#8 - JRL 2009-154 - JRL Home
Rights Activist Slams Medvedev Proposal to Limit Jurisdiction of Jury Courts

MOSCOW. Aug 19 (Interfax) - The head of Russia's oldest human rights organization on Wednesday expressed anxiety over a proposal by President Dmitry Medvedev to limit the jurisdiction of jury-based courts and argued that the jury-based part of the judiciary "exposes the inadequacy of our criminal investigation services."

To remove some categories of crimes from the jurisdiction of jury-based courts "and return them to panels of professional judges means to derail the reform of our judiciary," Lyudmila Alexeyeva, leader of the Moscow Helsinki Group, told Interfax.

Alexeyeva was commenting on a proposal by President Dmitry Medvedev that jury-based courts be barred from some categories of crimes, such as offenses committed by organized crime rings, and that such cases be put under the jurisdiction of courts where the judges make final decisions.

"The jury system exposes the inadequacy of our criminal investigation services. Why do jury-based courts pass acquittal verdicts more often than judges do? Because evidence that is offered by investigators fails to convince juries that the people they are dealing with have truly committed the crime the investigators ascribe to them," Alexeyeva said.

She backed another proposal by Medvedev, a move to ditch the law that prohibits extremism and terrorism cases from being dealt with by a court of a region other than that where such an offense has been committed.

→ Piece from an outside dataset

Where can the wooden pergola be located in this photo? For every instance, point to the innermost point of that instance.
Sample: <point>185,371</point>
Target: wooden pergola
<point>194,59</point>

"Regarding changing the territorial jurisdiction of terrorist criminal cases, it is correct. We've been told that in Ingushetia it's hard to form a jury that doesn't consist of relatives or friends. What needs to be done is not to take criminal cases away from jury-based courts but to move a trial from Ingushetia to the Ryazan region and form a jury there, the law permits this," Alexeyeva said.